Marcy took a step forward as if to catch hold of Joe, but a well-directed blow from old Runnell’s hand sent him sprawling in the snow.

“Clear out,” said the old hunter, wrathfully. “If you don’t – ”

He tapped his gun, but it was unnecessary. The bully staggered to his feet and retreated without delay. Seeing this, Hiram Skeetles also fell back, glaring angrily at our friends as he did so.

“What are ye goin’ to do?” he asked, after a pause.

“I am going to help my folks get back the property that belongs to them,” answered Joe. “Hiram Skeetles, you are found out, and the less fuss you make the better off you’ll be.”

“Those papers ain’t no good.”

“That remains to be seen. What I want to know is, how did you manage to steal them?”

“Steal ’em?” Hiram Skeetles’ lips quivered. “Didn’t steal ’em. Dan Marcy got – ”

“Don’t you lay it off on me,” howled the bully. “Skeetles told me they belonged to him, and that’s why I got ’em. If I had known – ” He stopped short.

“My opinion of it is, you are both a precious pair of rascals,” came from Joel Runnell. “And that being so, I want you to leave these boys alone.”

A wordy war followed, but old Runnell and the young hunters were obdurate, and at last Hiram Skeetles and Dan Marcy withdrew, the former trembling for what the future might have in store and the bully like a dog that has been thoroughly whipped.

“I move we start for home at once,” said Joe, and Harry seconded the motion. The others were willing, and they started less than an hour after, dragging their diminished stores and the balance of the moose after them.

The coming into Lakeport with such big game attracted considerable attention, and they were loudly congratulated on the success of their hunting tour; but the majority of the people did not know the full extent of their success until some time later, when the truth concerning the missing papers was announced.

“They are the real papers,” said Mrs. Westmore. “It is wonderful how you managed to locate them.”

“We will start proceedings against Hiram Skeetles without delay,” said Mr. Westmore, and this was done. The real estate dealer put up a feeble fight, but the evidence was all against him, and in the end the property came into the Westmore possession. Then it was also decided that Skeetles had no claim upon Pine Island. The real estate dealer grew so unpopular in that neighborhood that soon he moved to another section of the country and that was almost the last seen or heard of him.

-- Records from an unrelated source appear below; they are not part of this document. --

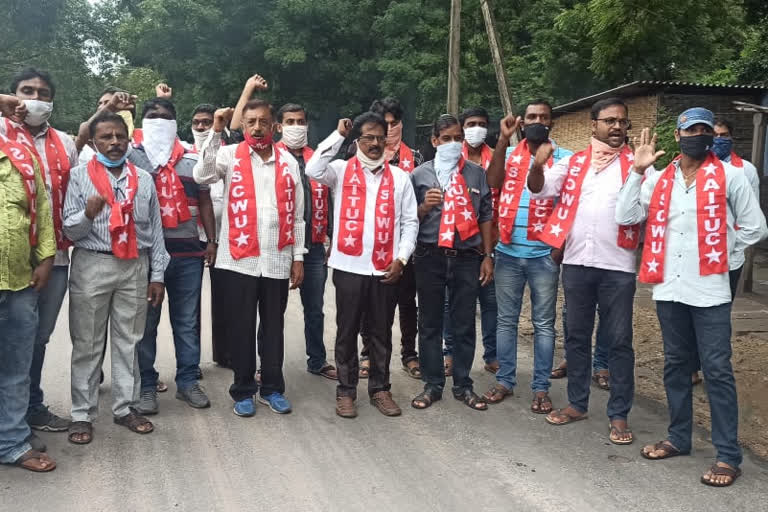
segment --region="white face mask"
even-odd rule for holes
[[[308,126],[294,124],[290,126],[283,125],[283,143],[291,149],[301,149],[307,145]]]
[[[443,189],[448,188],[453,174],[458,170],[459,159],[461,158],[461,142],[447,142],[440,144],[435,153],[435,173],[437,181]]]
[[[168,163],[176,141],[175,119],[144,119],[141,122],[144,134],[144,151],[152,167],[161,167]]]
[[[195,138],[195,148],[200,151],[200,148],[203,147],[203,142],[205,142],[205,139],[208,138],[208,135],[211,133],[211,129],[208,128],[207,130],[203,132],[196,132],[195,130],[192,130],[192,137]]]
[[[487,135],[488,128],[484,126],[472,126],[464,130],[464,140],[473,148],[476,148],[485,142],[485,137]]]
[[[51,118],[53,102],[40,100],[23,100],[27,107],[27,116],[24,122],[29,126],[40,126]]]

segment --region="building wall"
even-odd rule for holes
[[[630,138],[639,136],[643,128],[656,125],[658,97],[655,94],[624,98],[624,101],[629,108],[629,118],[632,120]],[[591,107],[585,107],[557,117],[552,129],[554,141],[571,151],[581,151],[586,148],[592,136],[590,109]]]

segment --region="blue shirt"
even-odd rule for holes
[[[554,144],[554,142],[553,142]],[[509,158],[510,153],[514,148],[507,148],[506,158]],[[552,158],[555,162],[561,158],[571,156],[573,151],[563,149],[555,144],[555,152],[552,154]],[[504,160],[506,162],[506,159]],[[533,165],[533,158],[529,165]],[[529,167],[530,170],[530,167]],[[520,206],[517,209],[517,216],[515,217],[515,227],[512,230],[512,243],[503,244],[499,242],[496,245],[496,250],[512,256],[513,258],[541,258],[542,256],[548,256],[552,251],[552,248],[544,242],[537,240],[528,240],[528,204],[531,201],[531,194],[528,192],[528,185],[523,188],[523,193],[520,195]]]

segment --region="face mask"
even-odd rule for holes
[[[128,127],[128,138],[133,137],[133,114],[130,110],[121,110],[117,113],[125,121],[125,125]]]
[[[245,137],[245,142],[247,142],[254,151],[262,151],[272,145],[272,132],[267,132],[263,137],[254,137],[251,135],[251,132],[244,130],[243,136]]]
[[[291,149],[301,149],[307,145],[308,126],[294,124],[283,125],[283,143]]]
[[[201,147],[203,147],[203,142],[205,142],[205,139],[208,138],[208,135],[211,133],[211,129],[208,128],[204,132],[196,132],[195,130],[192,130],[192,137],[195,138],[195,147],[199,150]]]
[[[692,135],[680,137],[680,152],[696,160],[702,160],[707,156],[707,151],[712,149],[713,135]]]
[[[360,160],[360,165],[365,167],[366,169],[373,171],[374,169],[378,169],[382,165],[384,165],[385,157],[382,154],[377,160],[373,160],[371,158],[368,158],[368,155],[363,153],[363,150],[360,149],[360,145],[357,146],[357,159]]]
[[[473,148],[476,148],[477,146],[485,142],[485,137],[487,135],[488,135],[488,128],[484,126],[472,126],[464,130],[464,140],[467,141],[467,144],[469,144]]]
[[[120,160],[110,160],[106,155],[102,153],[96,153],[96,160],[101,162],[107,167],[120,167],[125,163],[125,159],[128,158],[128,153],[124,154]]]
[[[53,102],[40,100],[24,100],[27,106],[27,116],[24,122],[29,126],[40,126],[45,124],[53,112]]]
[[[541,123],[527,124],[523,128],[523,135],[531,144],[541,144],[549,139],[549,126]]]
[[[142,145],[153,168],[168,163],[176,141],[175,119],[144,119],[141,122],[144,134]]]
[[[712,151],[715,152],[717,158],[720,160],[726,160],[731,156],[733,150],[733,139],[727,139],[725,137],[717,137],[712,144]]]

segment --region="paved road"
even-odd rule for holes
[[[335,313],[330,285],[326,301],[326,345],[331,347]],[[300,311],[298,294],[291,293],[285,376],[292,414],[278,416],[266,407],[254,418],[232,414],[227,394],[231,373],[211,363],[207,322],[203,383],[213,406],[192,410],[177,401],[164,318],[158,369],[171,389],[161,395],[156,431],[139,437],[114,425],[105,384],[93,443],[74,446],[64,434],[43,434],[58,469],[33,475],[0,467],[0,511],[658,512],[768,507],[768,465],[750,456],[735,487],[710,489],[698,482],[713,457],[702,432],[696,434],[691,457],[661,463],[641,458],[640,444],[661,439],[665,432],[666,414],[657,406],[636,404],[631,420],[638,442],[630,447],[608,443],[601,391],[594,391],[591,418],[568,427],[549,426],[528,412],[529,340],[521,348],[519,396],[487,412],[473,412],[449,393],[427,411],[412,409],[409,399],[420,383],[393,359],[393,393],[403,416],[385,418],[361,401],[357,419],[338,418],[333,383],[305,371]],[[68,411],[69,355],[63,315],[44,378],[47,401],[58,412]],[[475,367],[472,376],[483,390],[492,378],[477,363]],[[556,405],[564,402],[564,386],[563,381],[553,385]]]

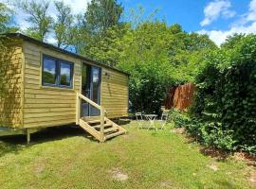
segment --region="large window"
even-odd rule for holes
[[[44,56],[43,85],[72,88],[73,63]]]

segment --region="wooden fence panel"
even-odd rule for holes
[[[193,94],[196,88],[193,83],[187,83],[170,88],[167,92],[165,108],[186,111],[192,103]]]

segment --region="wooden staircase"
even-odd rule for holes
[[[81,100],[85,100],[92,106],[96,107],[101,111],[101,116],[94,117],[80,117],[77,116],[77,125],[82,128],[85,131],[91,134],[100,142],[103,143],[108,139],[114,138],[116,136],[125,134],[127,131],[111,121],[105,116],[106,112],[104,108],[91,101],[89,98],[78,94],[77,95],[77,115],[80,115],[81,110]]]

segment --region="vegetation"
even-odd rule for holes
[[[195,80],[192,112],[203,125],[193,131],[213,134],[213,143],[224,140],[218,142],[222,148],[256,153],[255,47],[255,35],[229,38],[209,56]]]
[[[52,17],[49,16],[49,2],[40,1],[20,1],[17,6],[22,9],[27,15],[27,21],[30,26],[26,33],[29,36],[44,41],[51,29]]]
[[[101,145],[76,128],[35,133],[30,146],[25,137],[6,138],[1,188],[253,188],[243,162],[204,156],[167,130],[126,128],[128,135]]]

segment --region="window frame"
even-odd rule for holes
[[[45,70],[45,59],[49,59],[52,60],[56,61],[56,83],[52,84],[52,83],[46,83],[44,82],[44,70]],[[64,63],[64,64],[69,64],[70,65],[70,85],[61,85],[61,64]],[[46,87],[56,87],[56,88],[64,88],[64,89],[73,89],[74,87],[74,63],[65,60],[62,60],[62,59],[58,59],[52,56],[48,56],[48,55],[43,55],[43,59],[42,59],[42,86],[46,86]]]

“I guess Dan Marcy feels rather mean,” said Joe. “He knows he didn’t treat us right.”

“Oh, Marcy has a thick hide and wouldn’t feel mean over anything,” answered Fred. “As soon as this affair blows over he’ll go around bullying folks just as much as ever.” And this proved true, although Marcy, for a long while to come, gave the Westmores, Fred, and old Runnell a wide berth.

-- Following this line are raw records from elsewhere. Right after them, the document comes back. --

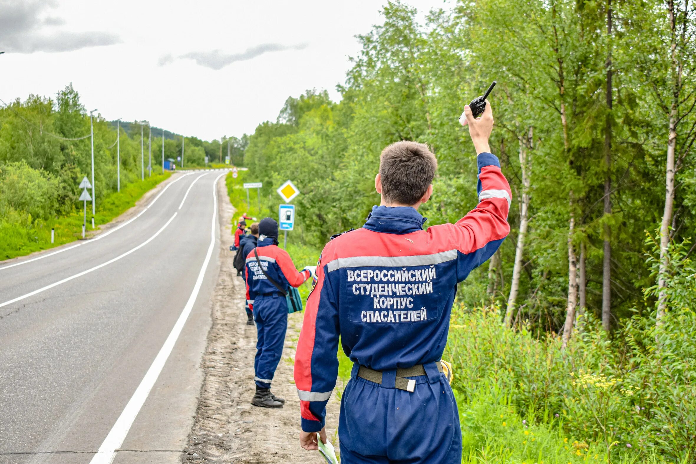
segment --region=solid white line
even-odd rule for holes
[[[165,340],[164,344],[160,349],[159,353],[155,358],[155,360],[152,361],[152,365],[150,365],[150,369],[145,373],[145,377],[141,381],[140,385],[138,385],[135,392],[133,393],[133,396],[128,401],[126,407],[123,408],[121,415],[118,416],[118,419],[116,419],[113,426],[111,427],[109,435],[104,438],[102,446],[99,447],[99,451],[92,458],[90,464],[111,464],[111,461],[113,461],[113,458],[116,456],[116,449],[123,444],[123,440],[125,440],[126,435],[128,435],[128,431],[130,430],[131,426],[133,425],[133,422],[140,412],[141,408],[145,403],[145,400],[147,399],[148,396],[150,394],[150,391],[155,385],[155,383],[157,382],[157,377],[159,376],[159,373],[161,372],[162,368],[164,367],[164,363],[166,362],[167,358],[169,358],[169,354],[174,348],[174,344],[176,343],[177,339],[179,338],[179,334],[181,333],[182,329],[184,328],[184,324],[186,323],[186,320],[189,318],[189,314],[193,307],[193,303],[196,303],[196,298],[200,291],[200,286],[203,283],[203,276],[205,275],[205,269],[210,261],[213,250],[215,248],[215,223],[217,219],[217,192],[216,191],[216,186],[218,179],[223,175],[221,174],[213,182],[213,217],[210,227],[210,244],[208,246],[208,252],[205,255],[205,259],[203,260],[203,265],[200,267],[200,271],[198,272],[198,278],[196,279],[196,285],[193,285],[193,290],[191,291],[191,296],[189,297],[189,301],[187,301],[186,305],[184,307],[184,310],[181,312],[181,314],[179,315],[179,319],[177,319],[176,323],[174,324],[171,332],[169,333],[167,339]]]
[[[14,264],[10,264],[9,266],[4,266],[3,267],[0,267],[0,271],[2,271],[3,269],[9,269],[10,267],[15,267],[15,266],[19,266],[20,264],[26,264],[28,262],[31,262],[32,261],[36,261],[37,259],[42,259],[43,258],[47,258],[49,256],[53,256],[54,255],[57,255],[58,253],[62,253],[63,251],[65,251],[66,250],[70,250],[70,248],[74,248],[76,246],[79,246],[82,243],[77,243],[77,245],[73,245],[72,246],[69,246],[67,248],[63,248],[62,250],[58,250],[58,251],[54,251],[52,253],[47,253],[46,255],[42,255],[41,256],[38,256],[38,257],[37,257],[35,258],[32,258],[31,259],[26,259],[26,261],[20,261],[18,263],[15,263]]]
[[[150,202],[150,205],[148,205],[147,207],[145,207],[143,209],[143,211],[141,211],[135,217],[132,218],[131,219],[129,219],[128,221],[127,221],[126,222],[125,222],[122,224],[120,225],[119,226],[113,227],[113,229],[111,229],[109,230],[107,230],[104,233],[100,234],[97,235],[97,237],[95,237],[93,239],[90,239],[89,240],[86,240],[86,241],[83,241],[81,243],[77,243],[76,245],[73,245],[72,246],[68,246],[68,248],[63,248],[61,250],[58,250],[58,251],[54,251],[52,253],[47,253],[46,255],[42,255],[41,256],[36,257],[35,258],[32,258],[31,259],[25,259],[24,261],[20,261],[19,262],[17,262],[17,263],[15,263],[13,264],[9,264],[8,266],[3,266],[3,267],[0,267],[0,271],[2,271],[3,269],[9,269],[10,267],[15,267],[15,266],[21,266],[22,264],[26,264],[26,263],[30,263],[30,262],[31,262],[33,261],[37,261],[38,259],[43,259],[44,258],[47,258],[49,256],[53,256],[54,255],[57,255],[58,253],[62,253],[63,251],[67,251],[68,250],[72,250],[72,248],[77,248],[78,246],[80,246],[81,245],[84,245],[84,243],[88,243],[90,242],[96,241],[99,240],[100,239],[103,239],[104,237],[106,237],[109,234],[112,234],[112,233],[116,232],[117,230],[118,230],[121,227],[124,227],[125,225],[127,225],[128,224],[130,224],[132,222],[133,222],[134,221],[135,221],[136,219],[137,219],[138,218],[139,218],[140,216],[141,216],[141,214],[142,214],[145,211],[147,211],[148,209],[149,209],[150,207],[151,207],[153,205],[155,205],[155,202],[157,201],[157,198],[159,198],[159,197],[161,197],[162,195],[162,193],[164,193],[164,191],[166,191],[167,189],[169,188],[169,186],[171,186],[172,184],[175,184],[177,182],[181,180],[182,179],[183,179],[184,177],[185,177],[187,175],[189,175],[188,174],[184,174],[184,175],[181,176],[178,179],[175,179],[173,181],[172,181],[171,182],[170,182],[169,184],[167,184],[164,186],[164,188],[162,189],[162,191],[159,192],[159,194],[157,195],[157,196],[155,198],[155,200],[153,200],[152,201],[151,201]]]
[[[118,227],[113,227],[113,229],[111,229],[110,230],[107,230],[106,232],[105,232],[103,234],[100,234],[99,235],[97,235],[95,238],[90,239],[88,241],[88,243],[90,242],[90,241],[97,241],[100,239],[103,239],[104,237],[106,237],[109,234],[111,234],[113,232],[116,232],[117,230],[118,230],[119,229],[120,229],[123,226],[128,225],[129,224],[130,224],[132,222],[133,222],[134,221],[135,221],[136,219],[137,219],[138,218],[139,218],[141,216],[142,216],[143,213],[144,213],[145,211],[146,211],[148,209],[150,209],[150,207],[151,207],[153,205],[155,205],[155,202],[157,201],[157,199],[159,199],[159,197],[162,196],[162,193],[164,193],[165,192],[165,191],[166,191],[166,189],[169,188],[169,186],[172,185],[173,184],[175,184],[177,181],[181,180],[182,179],[183,179],[184,177],[185,177],[187,175],[189,175],[188,174],[184,174],[184,175],[181,176],[178,179],[176,179],[172,181],[171,182],[170,182],[169,184],[167,184],[166,186],[164,186],[164,188],[162,189],[162,191],[159,192],[159,193],[157,195],[157,196],[155,197],[155,200],[153,200],[152,201],[150,202],[150,205],[148,205],[145,208],[143,208],[143,211],[141,211],[139,213],[138,213],[138,214],[135,217],[131,218],[130,219],[129,219],[126,222],[123,223],[122,224],[121,224]]]
[[[189,192],[191,191],[191,188],[193,186],[193,184],[196,184],[196,182],[199,179],[200,179],[201,177],[203,177],[204,175],[205,175],[205,174],[201,174],[200,175],[199,175],[198,177],[196,178],[196,179],[193,182],[191,183],[191,185],[189,186],[189,189],[186,191],[186,195],[184,195],[184,199],[181,200],[181,205],[179,205],[180,209],[181,209],[181,207],[184,206],[184,202],[186,201],[186,198],[189,196]]]
[[[119,255],[116,257],[112,258],[112,259],[109,259],[109,261],[107,261],[106,262],[102,263],[101,264],[98,264],[97,266],[95,266],[93,268],[90,268],[89,269],[87,269],[86,271],[83,271],[82,272],[78,273],[77,273],[77,274],[75,274],[74,275],[70,275],[70,277],[66,277],[65,278],[63,279],[62,280],[58,280],[58,282],[54,282],[54,283],[50,284],[49,285],[47,285],[46,287],[42,287],[41,288],[40,288],[38,290],[34,290],[33,291],[30,291],[29,293],[26,294],[24,295],[22,295],[22,296],[17,296],[17,298],[13,298],[12,300],[9,300],[8,301],[6,301],[5,303],[0,303],[0,307],[2,307],[3,306],[6,306],[6,305],[10,305],[10,304],[12,304],[12,303],[15,303],[15,301],[19,301],[19,300],[24,300],[25,298],[29,298],[30,296],[32,296],[33,295],[35,295],[36,294],[40,294],[42,291],[45,291],[46,290],[48,290],[49,289],[52,289],[54,287],[57,287],[57,286],[60,285],[61,284],[64,284],[66,282],[68,282],[69,280],[72,280],[72,279],[77,279],[78,277],[81,277],[82,275],[84,275],[85,274],[88,274],[89,273],[92,272],[93,271],[96,271],[97,269],[101,269],[101,268],[104,267],[104,266],[108,266],[109,264],[111,264],[112,262],[114,262],[116,261],[118,261],[119,259],[120,259],[121,258],[122,258],[122,257],[124,257],[125,256],[128,256],[129,255],[130,255],[131,253],[132,253],[134,251],[136,251],[136,250],[139,250],[140,248],[143,248],[143,246],[145,246],[145,245],[147,245],[148,243],[149,243],[150,241],[152,241],[155,239],[155,237],[156,237],[158,235],[159,235],[159,234],[163,230],[164,230],[164,229],[168,225],[169,225],[169,223],[171,223],[174,219],[174,218],[176,217],[177,214],[178,214],[178,213],[174,213],[174,216],[173,216],[171,218],[170,218],[169,221],[167,221],[167,223],[165,224],[164,225],[163,225],[159,230],[158,230],[157,232],[155,232],[155,235],[153,235],[152,237],[150,237],[149,239],[148,239],[147,240],[145,240],[145,241],[143,241],[142,243],[141,243],[138,246],[135,247],[134,248],[131,248],[130,250],[129,250],[126,253],[123,253],[122,255]]]

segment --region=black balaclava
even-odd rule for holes
[[[278,223],[273,218],[264,218],[259,223],[259,237],[265,235],[278,244]]]

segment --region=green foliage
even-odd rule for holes
[[[111,221],[134,206],[145,193],[169,178],[170,175],[169,173],[155,174],[151,177],[146,177],[145,182],[129,184],[122,188],[120,192],[109,193],[97,209],[95,223],[106,224]],[[0,179],[0,185],[2,184],[2,179]],[[72,205],[71,212],[65,216],[36,218],[22,209],[3,209],[2,204],[0,200],[0,213],[2,213],[0,214],[0,243],[2,243],[0,260],[63,245],[82,237],[83,211],[81,209],[72,209]],[[52,244],[52,228],[55,229],[55,241]]]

The young hunters never tired of talking of the grand outing they had had.

“It was a dandy,” said Fred. “I declare, I feel like a regular hunter now.”

“I guess we all do,” said Link. “Although Bart and I weren’t out as long as you fellows.”

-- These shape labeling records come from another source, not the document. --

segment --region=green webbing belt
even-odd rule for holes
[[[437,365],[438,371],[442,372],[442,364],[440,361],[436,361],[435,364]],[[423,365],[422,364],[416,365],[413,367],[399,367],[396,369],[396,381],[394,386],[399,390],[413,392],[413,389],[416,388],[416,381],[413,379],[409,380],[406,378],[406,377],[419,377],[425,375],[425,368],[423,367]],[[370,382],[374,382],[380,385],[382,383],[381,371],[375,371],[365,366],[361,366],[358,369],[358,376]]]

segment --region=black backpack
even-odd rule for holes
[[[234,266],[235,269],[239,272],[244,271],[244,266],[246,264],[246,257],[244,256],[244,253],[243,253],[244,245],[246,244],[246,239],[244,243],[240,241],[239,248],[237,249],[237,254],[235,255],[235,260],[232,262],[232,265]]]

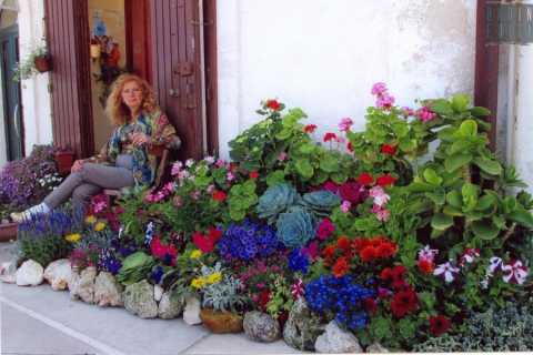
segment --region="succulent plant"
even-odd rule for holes
[[[286,247],[302,247],[314,237],[315,224],[313,214],[304,207],[290,207],[278,219],[278,237]]]
[[[286,211],[299,200],[300,195],[293,186],[286,183],[276,184],[269,187],[259,199],[258,215],[272,224],[280,213]]]
[[[331,191],[319,190],[304,194],[300,203],[318,216],[325,217],[341,204],[341,199]]]

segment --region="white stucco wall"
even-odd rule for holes
[[[19,45],[22,60],[44,34],[44,1],[19,0]],[[52,142],[48,73],[22,82],[22,108],[24,118],[24,149],[28,155],[33,144]]]
[[[376,81],[401,105],[473,93],[475,0],[224,0],[217,21],[223,156],[262,99],[323,133],[344,116],[362,128]]]

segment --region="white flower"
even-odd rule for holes
[[[459,274],[459,268],[453,266],[451,262],[441,264],[433,271],[433,275],[444,276],[446,283],[453,282],[453,280],[455,280],[455,274]]]
[[[503,281],[522,285],[527,278],[527,267],[520,260],[511,262],[511,264],[502,266]]]
[[[419,251],[419,260],[426,260],[429,262],[433,262],[438,254],[439,250],[431,248],[430,245],[425,245],[424,248]]]

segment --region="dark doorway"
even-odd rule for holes
[[[2,59],[2,98],[3,122],[6,126],[6,143],[8,160],[24,156],[22,126],[22,106],[20,100],[20,83],[12,80],[14,67],[19,61],[19,28],[11,26],[0,30],[0,57]]]

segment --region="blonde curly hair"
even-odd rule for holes
[[[137,82],[139,87],[141,87],[141,110],[147,113],[152,113],[158,109],[153,90],[144,79],[135,74],[122,74],[113,82],[111,93],[105,103],[105,114],[114,126],[124,124],[130,116],[130,109],[122,101],[122,90],[124,85],[131,81]]]

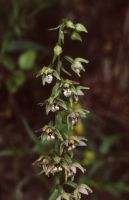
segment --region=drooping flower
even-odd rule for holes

“Never mind – I had my share of the fun,” put in Bart.

“We had our sports and hardships pretty well mixed,” came from Joe. “But as everything came out as it should in the end we needn’t complain.”

“Complain!” cried Harry. “I’d like to have another outing just like it next winter.”

The others said the same. And here let us for the present say good-by to the Gun Club Boys of Lakeport. More good times were in store for them, and what some of these were will be told in another volume, to be called, “The Baseball Boys of Lakeport; or, The Winning Run.” Baseball is our great national sport, as all my readers know, and when clubs play each other the rivalry is of the keenest.